Heart muscle cells actively divide in utero but stop shortly after birth, focusing solely on pumping blood without pause.
In 2011, Dr. Sadek published a study in Science that highlighted this shift. Later, in 2014, he presented evidence suggesting that patients with artificial hearts might experience some level of heart muscle regeneration.
These findings raised a critical question: does the mechanical support provided by LVADs mimic the “bedrest” needed for muscle recovery?
“The pump pushes blood into the aorta, bypassing the heart,” said Dr. Sadek. “The heart is essentially resting.”
The current study provided direct evidence that resting the heart through artificial support could enable muscle regeneration, marking the first time such irrefutable evidence has been shown in humans.
Interestingly, only about 25% of artificial heart patients experience significant muscle regeneration. Dr.
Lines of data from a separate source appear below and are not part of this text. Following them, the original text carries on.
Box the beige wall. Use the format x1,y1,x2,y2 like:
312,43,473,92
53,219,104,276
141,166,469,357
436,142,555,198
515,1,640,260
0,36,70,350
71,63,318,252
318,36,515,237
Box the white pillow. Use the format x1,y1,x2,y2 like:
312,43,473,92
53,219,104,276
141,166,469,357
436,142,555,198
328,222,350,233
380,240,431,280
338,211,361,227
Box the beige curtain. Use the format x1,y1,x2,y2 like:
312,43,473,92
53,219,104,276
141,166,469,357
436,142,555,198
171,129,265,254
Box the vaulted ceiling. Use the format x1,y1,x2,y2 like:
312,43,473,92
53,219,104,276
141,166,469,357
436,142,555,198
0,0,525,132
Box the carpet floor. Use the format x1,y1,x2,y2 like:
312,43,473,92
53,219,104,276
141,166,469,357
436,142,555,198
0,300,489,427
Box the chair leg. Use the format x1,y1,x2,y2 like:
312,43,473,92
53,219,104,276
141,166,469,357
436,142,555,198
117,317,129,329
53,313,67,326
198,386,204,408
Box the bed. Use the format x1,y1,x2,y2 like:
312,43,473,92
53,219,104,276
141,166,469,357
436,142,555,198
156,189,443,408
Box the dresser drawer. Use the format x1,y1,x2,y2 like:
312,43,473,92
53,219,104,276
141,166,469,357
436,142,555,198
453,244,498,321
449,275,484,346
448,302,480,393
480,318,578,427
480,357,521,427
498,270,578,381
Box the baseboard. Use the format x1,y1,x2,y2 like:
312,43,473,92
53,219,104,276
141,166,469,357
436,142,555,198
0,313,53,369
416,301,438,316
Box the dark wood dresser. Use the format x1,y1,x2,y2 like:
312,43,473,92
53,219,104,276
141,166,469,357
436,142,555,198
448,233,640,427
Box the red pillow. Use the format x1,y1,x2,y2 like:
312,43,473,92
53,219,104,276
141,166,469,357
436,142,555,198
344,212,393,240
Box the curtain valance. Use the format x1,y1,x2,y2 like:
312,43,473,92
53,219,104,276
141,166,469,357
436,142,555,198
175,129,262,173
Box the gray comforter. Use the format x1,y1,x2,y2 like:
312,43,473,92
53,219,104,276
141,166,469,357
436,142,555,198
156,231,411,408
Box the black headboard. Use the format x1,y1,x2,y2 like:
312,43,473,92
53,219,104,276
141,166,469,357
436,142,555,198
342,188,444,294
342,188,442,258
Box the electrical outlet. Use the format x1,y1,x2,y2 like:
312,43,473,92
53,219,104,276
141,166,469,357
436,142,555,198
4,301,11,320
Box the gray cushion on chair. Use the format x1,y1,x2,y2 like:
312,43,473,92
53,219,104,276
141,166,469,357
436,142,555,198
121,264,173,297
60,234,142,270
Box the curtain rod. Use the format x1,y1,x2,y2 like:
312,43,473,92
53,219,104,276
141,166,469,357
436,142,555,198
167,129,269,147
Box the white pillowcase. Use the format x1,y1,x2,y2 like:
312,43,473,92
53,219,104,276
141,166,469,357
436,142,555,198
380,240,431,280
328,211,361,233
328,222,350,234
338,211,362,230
Sadek aims to uncover why some patients respond while others do not.
“It’s not clear why some patients respond and some don’t, but it’s very clear that the ones who respond have the ability to regenerate heart muscle,” he noted.
“The exciting part now is to determine how we can make everyone a responder, because if you can, you can essentially cure heart failure.”
The potential to enhance heart muscle regeneration through targeted molecular pathways could transform heart failure treatment.
“The beauty of this is that a mechanical heart is not a therapy we hope to deliver to our patients in the future – these devices are tried and true, and we’ve been using them for years,” said Dr. Sadek.
This study builds on years of research and collaboration, offering renewed hope for millions of heart failure patients worldwide. With further investigation, the dream of curing heart failure could become a reality.
The study is published in the journal Circulation.